While talking about and looking at the dashboards today, particularly the ZRR on the Azerbajani Wikipedia, an idea that came up was that it would be nice to see key metrics for "well-behaved searchers".
This is a heuristic we use when gathering data for analysis and manual tagging. The idea is to exclude not only bots, but also weirdos like the Discovery Search team—who are known to issue hundreds of queries in a day without clicking on any results—and other outliers. The four elements we've used, not all of which may be relevant to dashboards, are:
- Query came from the search box on <wiki>.wikipedia.org
- Exclude any IP that made more than 30 queries per day
- Include not more than one query from any given IP for any given day
- Only the <wiki>_content index was searched (except for wikis that search multiple indexes by default)

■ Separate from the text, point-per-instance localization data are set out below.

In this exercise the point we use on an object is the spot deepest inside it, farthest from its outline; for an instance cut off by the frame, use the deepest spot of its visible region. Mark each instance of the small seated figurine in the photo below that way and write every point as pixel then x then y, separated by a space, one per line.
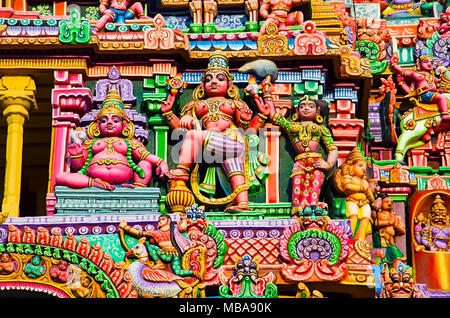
pixel 107 158
pixel 387 225
pixel 83 287
pixel 60 272
pixel 166 244
pixel 403 7
pixel 306 136
pixel 423 83
pixel 350 178
pixel 7 264
pixel 35 267
pixel 398 282
pixel 277 11
pixel 118 11
pixel 433 232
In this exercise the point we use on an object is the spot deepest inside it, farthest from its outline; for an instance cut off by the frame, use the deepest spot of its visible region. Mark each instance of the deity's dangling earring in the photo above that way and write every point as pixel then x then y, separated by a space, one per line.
pixel 128 131
pixel 232 92
pixel 93 131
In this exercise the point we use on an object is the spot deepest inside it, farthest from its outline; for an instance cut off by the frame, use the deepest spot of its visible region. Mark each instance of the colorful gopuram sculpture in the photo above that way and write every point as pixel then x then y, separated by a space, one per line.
pixel 106 158
pixel 432 232
pixel 214 120
pixel 118 11
pixel 279 12
pixel 225 149
pixel 431 110
pixel 307 133
pixel 350 178
pixel 398 283
pixel 387 225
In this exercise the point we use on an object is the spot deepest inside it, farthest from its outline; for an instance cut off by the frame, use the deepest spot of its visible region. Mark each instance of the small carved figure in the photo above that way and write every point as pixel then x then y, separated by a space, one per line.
pixel 83 287
pixel 7 264
pixel 306 135
pixel 35 267
pixel 432 233
pixel 107 157
pixel 118 11
pixel 60 272
pixel 398 282
pixel 278 12
pixel 166 244
pixel 351 180
pixel 246 283
pixel 387 225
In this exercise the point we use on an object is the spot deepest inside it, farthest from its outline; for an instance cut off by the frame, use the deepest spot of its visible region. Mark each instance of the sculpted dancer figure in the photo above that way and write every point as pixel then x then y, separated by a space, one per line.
pixel 423 84
pixel 306 135
pixel 278 12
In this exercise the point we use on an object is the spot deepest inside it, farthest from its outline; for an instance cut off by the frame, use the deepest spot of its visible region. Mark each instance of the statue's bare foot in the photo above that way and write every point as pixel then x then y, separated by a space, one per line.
pixel 178 174
pixel 444 123
pixel 102 184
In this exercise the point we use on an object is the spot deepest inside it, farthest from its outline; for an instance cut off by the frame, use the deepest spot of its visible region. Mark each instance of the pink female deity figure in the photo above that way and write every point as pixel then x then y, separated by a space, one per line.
pixel 213 120
pixel 277 11
pixel 423 83
pixel 350 178
pixel 118 11
pixel 111 155
pixel 306 137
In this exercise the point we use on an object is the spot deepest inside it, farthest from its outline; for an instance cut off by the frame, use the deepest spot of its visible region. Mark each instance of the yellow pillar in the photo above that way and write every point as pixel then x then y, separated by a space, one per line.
pixel 16 100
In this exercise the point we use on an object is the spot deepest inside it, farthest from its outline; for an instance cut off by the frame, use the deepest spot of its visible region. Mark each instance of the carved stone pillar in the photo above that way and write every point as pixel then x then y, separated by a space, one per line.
pixel 16 100
pixel 70 101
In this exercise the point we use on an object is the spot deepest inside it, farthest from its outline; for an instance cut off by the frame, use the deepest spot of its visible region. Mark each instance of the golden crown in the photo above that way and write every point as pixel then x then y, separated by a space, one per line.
pixel 112 105
pixel 218 62
pixel 354 156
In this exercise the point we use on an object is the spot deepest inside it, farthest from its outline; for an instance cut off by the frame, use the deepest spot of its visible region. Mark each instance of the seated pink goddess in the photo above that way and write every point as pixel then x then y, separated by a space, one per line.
pixel 111 156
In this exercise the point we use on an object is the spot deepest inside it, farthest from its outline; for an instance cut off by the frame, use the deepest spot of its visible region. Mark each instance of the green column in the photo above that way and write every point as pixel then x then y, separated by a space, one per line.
pixel 161 141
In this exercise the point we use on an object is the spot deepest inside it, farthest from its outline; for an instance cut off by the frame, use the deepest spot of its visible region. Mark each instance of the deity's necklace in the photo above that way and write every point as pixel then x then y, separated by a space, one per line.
pixel 214 108
pixel 110 141
pixel 428 77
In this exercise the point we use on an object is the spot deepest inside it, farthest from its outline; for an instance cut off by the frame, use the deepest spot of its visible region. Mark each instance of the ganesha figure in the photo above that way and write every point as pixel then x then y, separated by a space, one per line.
pixel 118 11
pixel 214 119
pixel 307 133
pixel 433 232
pixel 278 12
pixel 111 155
pixel 431 112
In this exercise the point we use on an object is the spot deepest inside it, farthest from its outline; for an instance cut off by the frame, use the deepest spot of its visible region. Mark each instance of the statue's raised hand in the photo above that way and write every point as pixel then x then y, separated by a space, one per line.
pixel 162 170
pixel 166 105
pixel 75 149
pixel 187 121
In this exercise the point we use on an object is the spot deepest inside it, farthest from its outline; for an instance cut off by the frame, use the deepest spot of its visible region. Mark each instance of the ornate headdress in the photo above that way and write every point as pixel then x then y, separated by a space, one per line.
pixel 438 203
pixel 218 62
pixel 354 156
pixel 112 105
pixel 425 53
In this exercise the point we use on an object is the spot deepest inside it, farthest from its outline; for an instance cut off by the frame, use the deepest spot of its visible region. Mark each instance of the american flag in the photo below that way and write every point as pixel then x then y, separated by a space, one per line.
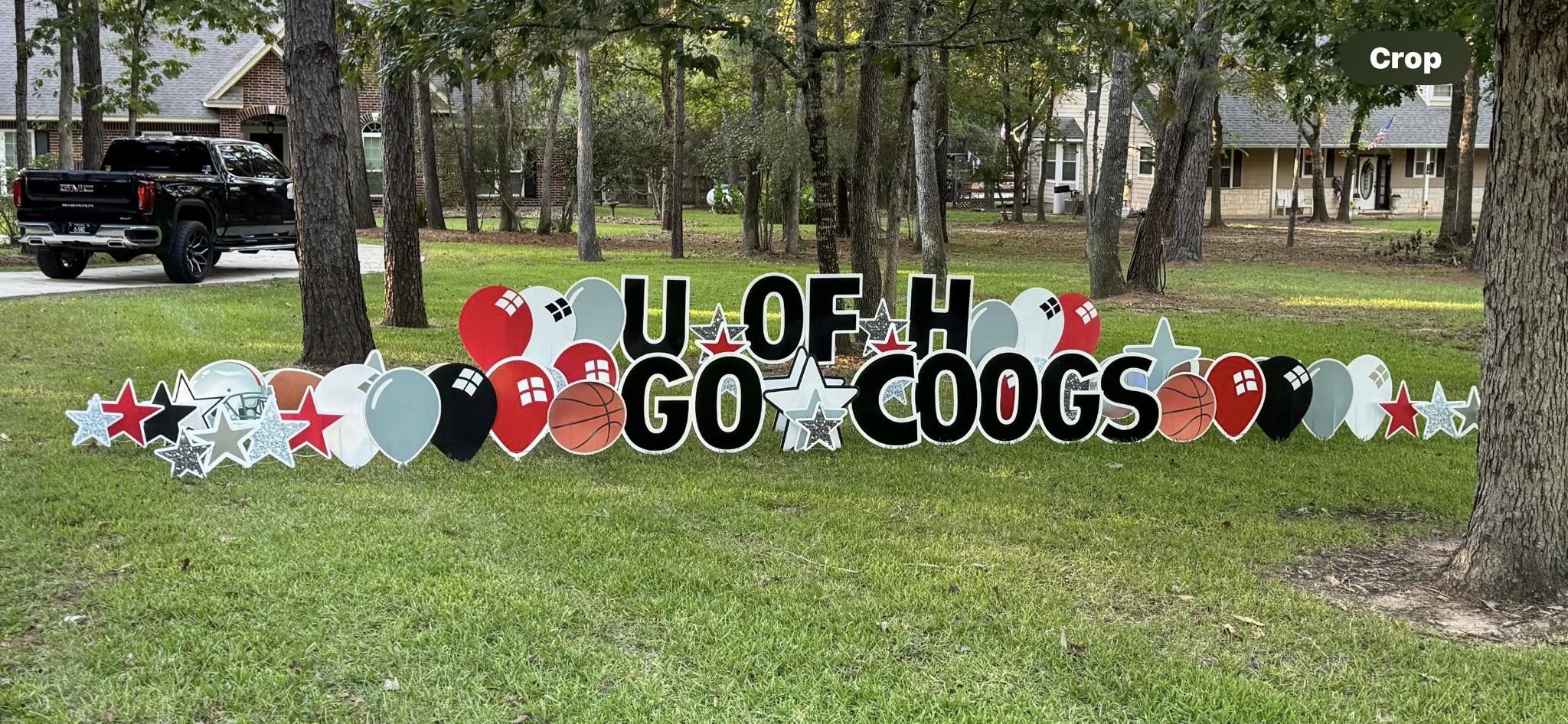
pixel 1382 134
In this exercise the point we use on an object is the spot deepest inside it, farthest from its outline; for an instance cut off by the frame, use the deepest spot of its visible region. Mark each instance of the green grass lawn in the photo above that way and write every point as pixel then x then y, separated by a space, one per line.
pixel 864 585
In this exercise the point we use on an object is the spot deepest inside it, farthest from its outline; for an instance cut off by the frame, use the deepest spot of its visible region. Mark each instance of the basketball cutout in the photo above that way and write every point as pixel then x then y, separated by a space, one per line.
pixel 1186 408
pixel 586 417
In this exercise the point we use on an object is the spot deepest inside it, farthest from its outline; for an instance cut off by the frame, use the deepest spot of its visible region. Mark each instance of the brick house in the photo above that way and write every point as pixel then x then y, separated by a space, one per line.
pixel 1402 174
pixel 227 90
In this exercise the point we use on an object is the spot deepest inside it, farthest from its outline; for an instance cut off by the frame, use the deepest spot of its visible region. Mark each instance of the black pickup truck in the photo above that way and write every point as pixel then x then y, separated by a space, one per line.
pixel 181 198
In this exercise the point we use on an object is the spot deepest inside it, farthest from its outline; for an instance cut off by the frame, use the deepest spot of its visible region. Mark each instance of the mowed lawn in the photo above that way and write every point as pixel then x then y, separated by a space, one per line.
pixel 982 583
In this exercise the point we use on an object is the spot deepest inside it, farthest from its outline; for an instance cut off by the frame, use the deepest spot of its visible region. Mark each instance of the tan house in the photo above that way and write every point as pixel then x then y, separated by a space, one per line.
pixel 1402 174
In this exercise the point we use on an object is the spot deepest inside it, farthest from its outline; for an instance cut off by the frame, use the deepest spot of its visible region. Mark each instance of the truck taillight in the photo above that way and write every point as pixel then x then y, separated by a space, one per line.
pixel 145 193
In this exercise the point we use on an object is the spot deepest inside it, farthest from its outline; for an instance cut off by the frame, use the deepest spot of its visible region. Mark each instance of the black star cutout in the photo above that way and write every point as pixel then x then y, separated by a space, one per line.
pixel 167 422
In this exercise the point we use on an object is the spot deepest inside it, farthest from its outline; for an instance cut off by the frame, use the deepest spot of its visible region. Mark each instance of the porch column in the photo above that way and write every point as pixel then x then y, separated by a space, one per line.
pixel 1274 182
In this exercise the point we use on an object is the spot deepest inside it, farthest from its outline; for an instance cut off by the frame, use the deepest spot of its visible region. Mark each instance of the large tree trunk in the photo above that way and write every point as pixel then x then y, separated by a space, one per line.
pixel 927 187
pixel 676 212
pixel 818 135
pixel 435 215
pixel 752 212
pixel 24 137
pixel 332 293
pixel 358 185
pixel 90 71
pixel 552 124
pixel 1351 165
pixel 1216 207
pixel 400 201
pixel 1174 214
pixel 1104 229
pixel 586 229
pixel 1319 161
pixel 867 143
pixel 1517 544
pixel 508 215
pixel 469 157
pixel 67 109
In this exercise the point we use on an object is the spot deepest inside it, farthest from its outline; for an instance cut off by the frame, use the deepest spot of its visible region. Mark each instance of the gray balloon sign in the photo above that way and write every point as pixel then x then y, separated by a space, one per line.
pixel 599 311
pixel 402 411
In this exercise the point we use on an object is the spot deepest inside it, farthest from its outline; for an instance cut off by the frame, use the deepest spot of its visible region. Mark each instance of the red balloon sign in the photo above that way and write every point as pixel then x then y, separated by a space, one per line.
pixel 495 324
pixel 523 405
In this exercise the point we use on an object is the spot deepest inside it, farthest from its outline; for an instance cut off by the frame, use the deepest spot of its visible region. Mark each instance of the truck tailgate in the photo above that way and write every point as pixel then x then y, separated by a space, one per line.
pixel 83 191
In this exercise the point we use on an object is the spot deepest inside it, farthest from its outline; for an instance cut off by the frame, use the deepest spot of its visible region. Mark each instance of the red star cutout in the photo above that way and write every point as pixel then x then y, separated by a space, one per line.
pixel 891 344
pixel 724 344
pixel 1400 414
pixel 314 436
pixel 131 425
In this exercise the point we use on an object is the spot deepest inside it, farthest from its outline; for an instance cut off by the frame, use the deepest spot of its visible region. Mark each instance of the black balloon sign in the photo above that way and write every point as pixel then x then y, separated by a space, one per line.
pixel 468 409
pixel 1288 393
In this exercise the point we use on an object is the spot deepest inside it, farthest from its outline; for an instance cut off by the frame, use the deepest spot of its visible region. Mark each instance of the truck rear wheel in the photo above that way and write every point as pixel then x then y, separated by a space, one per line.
pixel 190 251
pixel 61 264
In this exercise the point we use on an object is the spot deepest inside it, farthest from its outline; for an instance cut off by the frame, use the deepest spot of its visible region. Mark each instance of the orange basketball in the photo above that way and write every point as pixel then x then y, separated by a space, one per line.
pixel 586 417
pixel 1186 408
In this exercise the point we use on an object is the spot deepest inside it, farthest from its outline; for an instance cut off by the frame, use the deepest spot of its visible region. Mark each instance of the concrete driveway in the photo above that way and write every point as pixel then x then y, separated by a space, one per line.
pixel 231 269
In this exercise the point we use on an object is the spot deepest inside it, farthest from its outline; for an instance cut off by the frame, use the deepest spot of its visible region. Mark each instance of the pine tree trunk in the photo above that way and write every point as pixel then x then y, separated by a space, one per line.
pixel 818 135
pixel 90 71
pixel 469 155
pixel 1319 160
pixel 1451 171
pixel 405 285
pixel 332 293
pixel 927 187
pixel 67 109
pixel 358 185
pixel 1351 163
pixel 435 215
pixel 1216 196
pixel 1465 182
pixel 1173 224
pixel 586 227
pixel 867 158
pixel 508 215
pixel 1517 544
pixel 752 212
pixel 676 210
pixel 24 137
pixel 552 126
pixel 1104 233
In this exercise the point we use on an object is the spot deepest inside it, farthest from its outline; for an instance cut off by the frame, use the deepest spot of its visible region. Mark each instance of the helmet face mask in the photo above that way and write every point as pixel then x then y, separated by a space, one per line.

(1) and (2) seem reasonable for dashboards. (3) limits the input of every individual searcher to one query—could be one session, or might not be appropriate for at all for dashboards.
(4) might be hard to implement generically because some wikis search multiple indices by default, and maintaining info on this across all projects sounds like a pain.
 From Oct 23-25, 2016, the ZRR on azwiki jumped from 30-35% to ~97% and has been holding steady since. @EBernhardson checked the database and it looks like there's probably a bot that or other API user that's driving up the ZRR.